Наверно, потеря «Дон-Кихота» под той молоденькой березкой : — это не просто потеря книги, пострадавшей от воды, а потеря нечто большего — старых представлений о борьбе, когда жестокая действительность
Но ведь и без сердца на войне обойтись нельзя. Без сердца человек не поймет товарищества, не разглядит благородства, он просто озвереет. Неужели правда где-то в середине — между умом и сердцем?
Трудные раздумья терзали Григория. Кому о них поведать? Игонин не поймет, капитан прижмет к стенке своей неумолимой прозаической логикой. Лучше спорить с самим собой, поведав этот спор заветной тетради.
6
Утро снова занималось теплое и безоблачное. Июнь в этом году выдался на редкость жарким. И июль начинался так же. В мае прошли обильные дожди, а потом такое тепло. Хлеба росли споро и дружно. Озимая пшеница наливала колос, овес выбросил метелку.
В лесу буйствовала зелень. На полянах трава вымахала по пояс. Если бы не война!

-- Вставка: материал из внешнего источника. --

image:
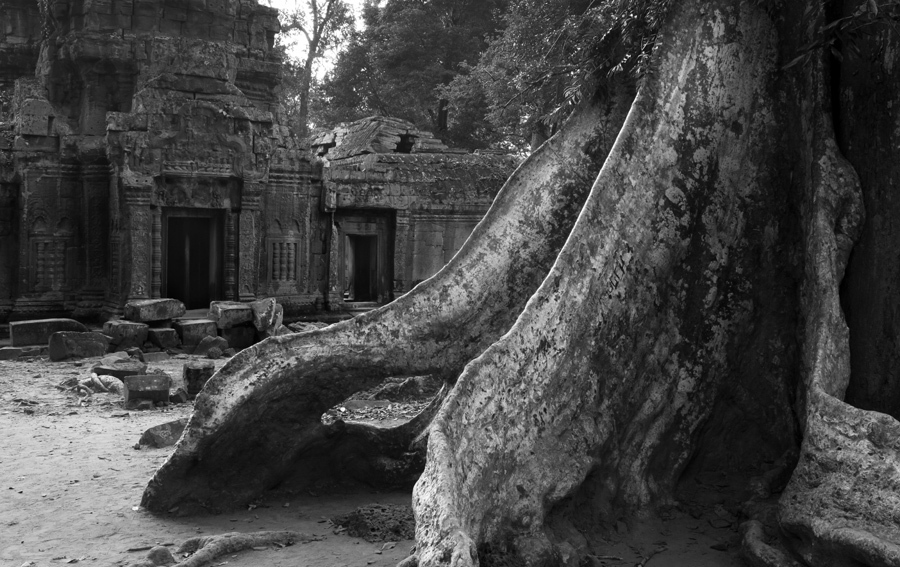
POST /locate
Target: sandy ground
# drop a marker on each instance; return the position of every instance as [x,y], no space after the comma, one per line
[71,482]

Игонин загрустил. На дневных привалах мало спал: ночами спать было некогда, они проходили в походах.
Ложился по своему обыкновению на спину, грустно вглядывался в немыслимую глубину голубого неба.
— Ты чего пригорюнился, Петро? — спросил обеспокоенно Андреев.
— Тебе-то зачем?
— Вот так здорово! Ты мне на нервы действуешь, да и другим тоже.

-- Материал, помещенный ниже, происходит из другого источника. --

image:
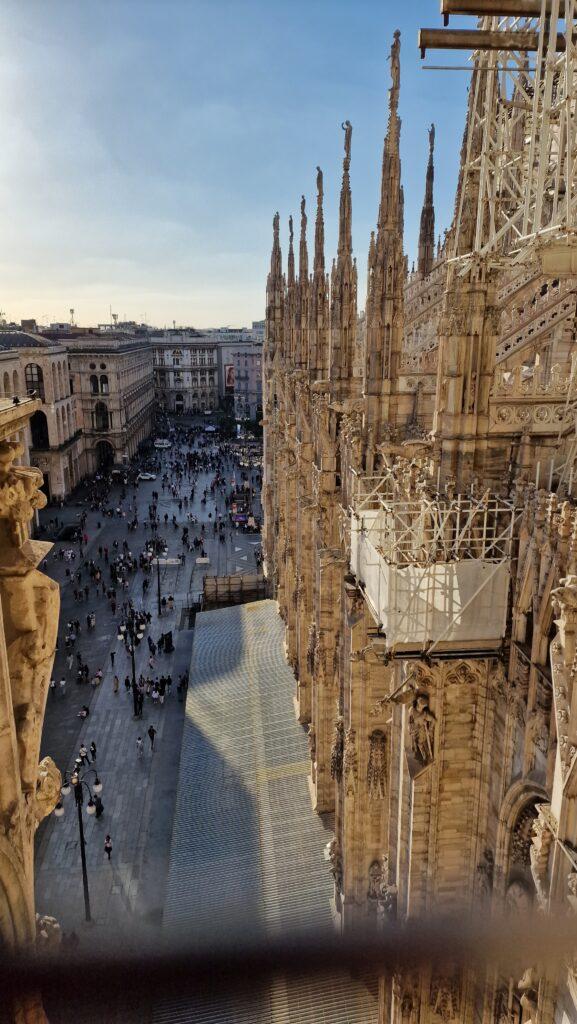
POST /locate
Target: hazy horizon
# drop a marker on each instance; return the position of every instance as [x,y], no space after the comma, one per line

Игонин не отозвался. Григорий не стал навязываться. Позднее, вечером, когда отряд готовился к ночному маршу, Игонин заговорил сам:
— Что-то со мной сделалось, Гришуха.
— Смотри не заболей. Не время.
— Нет. Со мной другое, в душе что-то началось, когда Тюрина похоронили, только я поборол себя. А когда тот олух нацелился в меня из винтовки, глянул я в черную дырку... Не испугался. Нет. Мысли перевернулись, кувырком полетели. Бабахнул бы он — и поминай Петьку Игонина. Будто никогда и не было. И ведь от пустяка — от девяти несчастных граммов свинца. Девяти граммов! Фриц бросает на меня бомбы с доброго порося, а пуль сколько, высыпает. Дождь проливной! А надо-то мне всего лишь девять граммов. Но вот весь гвоздь где: так и так маракуй, а мне обязательно до конца войны надо уцелеть. Не трусом каким-нибудь, учти, а героем.
— А! — досадливо отмахнулся Григорий. — Я-то считал, что ты о чем путном загрустил.
— Вот и дурак. От чего же еще грустить? Что курева нет? Да я, если хочешь знать, в любое время могу бросить курить. Жратвы нет? Выдюжу. У меня желудок ко всему приученный. Фриц вот колошматит в хвост и в гриву, вот где заковыка. Тут мозги свихнешь думаючи. Мы ему, конечным образом, морду набьем, будь уверен, и за нашего воронежца счет предъявим, ого, это мы сделаем обязательно! Только вот вопрос: почему же не сделать это сейчас? Что, силенок маловато, кишка тонка? Или Гриша Андреев плохим солдатом оказался? Тут-то я ничего не понимаю, а понять страсть как хочется. Потому мне и грустно, и обидно, что я такой недогадливый. Ну, ты чего молчишь?